O Conselho Nacional de Justiça (CNJ) editou ato regulamentar por meio do qual institui modelo único de certidão de nascimento a ser adotada pelos ofícios de registro civil das pessoas naturais, estabelecendo procedimento para que se dê o reconhecimento voluntário e a respectiva averbação da paternidade e maternidade socioafetiva perante os oficiais de registro. Seguindo referido procedimento, considere que um filho, em cuja certidão de nascimento não consta o nome do pai, e sua mãe biológica, juntamente com o atual marido, que foi e é o responsável desde o nascimento pela criação do filho, obtêm o reconhecimento da paternidade socioafetiva, sendo lançada a filiação na certidão respectiva. Ocorre que o filho pretende, agora, discutir e ver reconhecida, judicialmente, a paternidade biológica. Nessa hipótese, à vista da Constituição Federal e da jurisprudência do Supremo Tribunal Federal,

  • o reconhecimento da paternidade socioafetiva e respectivo lançamento em certidão são nulos, ainda que não seja reconhecida a paternidade biológica, uma vez que baseados em procedimento estabelecido em ato do Conselho Nacional de Justiça, que não possui competência para expedir atos regulamentares em relação aos serviços notariais e de registro.
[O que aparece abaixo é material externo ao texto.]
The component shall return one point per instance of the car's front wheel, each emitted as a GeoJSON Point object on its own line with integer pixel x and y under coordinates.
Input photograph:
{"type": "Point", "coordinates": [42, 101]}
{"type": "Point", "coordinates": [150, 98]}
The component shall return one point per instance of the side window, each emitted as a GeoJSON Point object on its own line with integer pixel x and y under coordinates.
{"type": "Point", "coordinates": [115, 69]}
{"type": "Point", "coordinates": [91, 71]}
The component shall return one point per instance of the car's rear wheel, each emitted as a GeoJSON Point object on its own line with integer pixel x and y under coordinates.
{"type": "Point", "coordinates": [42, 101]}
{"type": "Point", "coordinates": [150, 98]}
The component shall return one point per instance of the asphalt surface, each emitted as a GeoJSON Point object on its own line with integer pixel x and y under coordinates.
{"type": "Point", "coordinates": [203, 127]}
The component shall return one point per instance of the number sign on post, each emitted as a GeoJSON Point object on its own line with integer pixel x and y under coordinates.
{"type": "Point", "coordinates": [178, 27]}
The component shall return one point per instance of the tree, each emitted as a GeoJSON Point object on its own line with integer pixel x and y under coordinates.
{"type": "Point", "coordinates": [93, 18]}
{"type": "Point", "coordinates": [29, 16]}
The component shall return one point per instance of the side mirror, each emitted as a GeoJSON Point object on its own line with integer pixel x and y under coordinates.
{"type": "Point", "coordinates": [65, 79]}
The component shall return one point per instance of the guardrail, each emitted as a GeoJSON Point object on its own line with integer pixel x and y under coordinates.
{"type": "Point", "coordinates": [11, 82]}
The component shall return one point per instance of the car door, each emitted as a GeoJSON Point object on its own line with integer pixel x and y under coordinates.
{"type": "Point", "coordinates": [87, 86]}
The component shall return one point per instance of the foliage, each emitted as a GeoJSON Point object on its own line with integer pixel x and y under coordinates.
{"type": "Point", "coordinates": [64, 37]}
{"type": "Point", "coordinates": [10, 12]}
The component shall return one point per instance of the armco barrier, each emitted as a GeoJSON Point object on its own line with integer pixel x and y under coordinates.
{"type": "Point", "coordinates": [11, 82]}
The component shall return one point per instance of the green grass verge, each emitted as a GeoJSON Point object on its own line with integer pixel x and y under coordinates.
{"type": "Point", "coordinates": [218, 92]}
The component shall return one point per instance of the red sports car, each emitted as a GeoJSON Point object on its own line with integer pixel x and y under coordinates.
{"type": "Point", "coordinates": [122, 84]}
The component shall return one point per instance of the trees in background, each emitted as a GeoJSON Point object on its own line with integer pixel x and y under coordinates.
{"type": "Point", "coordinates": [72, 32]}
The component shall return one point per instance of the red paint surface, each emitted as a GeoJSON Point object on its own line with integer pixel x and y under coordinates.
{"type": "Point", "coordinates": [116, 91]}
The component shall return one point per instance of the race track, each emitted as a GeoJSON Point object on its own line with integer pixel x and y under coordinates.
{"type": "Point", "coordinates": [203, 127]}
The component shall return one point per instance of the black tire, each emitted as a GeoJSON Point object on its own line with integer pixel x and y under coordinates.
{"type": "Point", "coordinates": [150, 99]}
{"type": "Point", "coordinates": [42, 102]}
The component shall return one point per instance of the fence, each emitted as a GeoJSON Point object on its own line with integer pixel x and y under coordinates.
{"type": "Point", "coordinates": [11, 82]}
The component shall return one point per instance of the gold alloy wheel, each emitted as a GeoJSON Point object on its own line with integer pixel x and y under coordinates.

  • o reconhecimento da paternidade socioafetiva e respectivo lançamento em certidão impedem o reconhecimento simultâneo de paternidade biológica, devendo ser desconstituída aquela, primeiramente, para então se pretender discutir judicialmente a biológica.
  • é admissível a discussão judicial da paternidade biológica, para produção dos efeitos jurídicos próprios, mantendo-se concomitantemente à paternidade socioafetiva, ainda que esta tenha sido declarada em registro público.
  • é admissível a discussão judicial da paternidade biológica, cujo reconhecimento, contudo, provocará a desconstituição do reconhecimento da paternidade socioafetiva, sobre a qual tem precedência.
  • não é admissível a discussão judicial da paternidade biológica, sobre a qual tem precedência a paternidade socioafetiva, reconhecida e lançada em certidão em conformidade com procedimento estabelecido por órgão competente.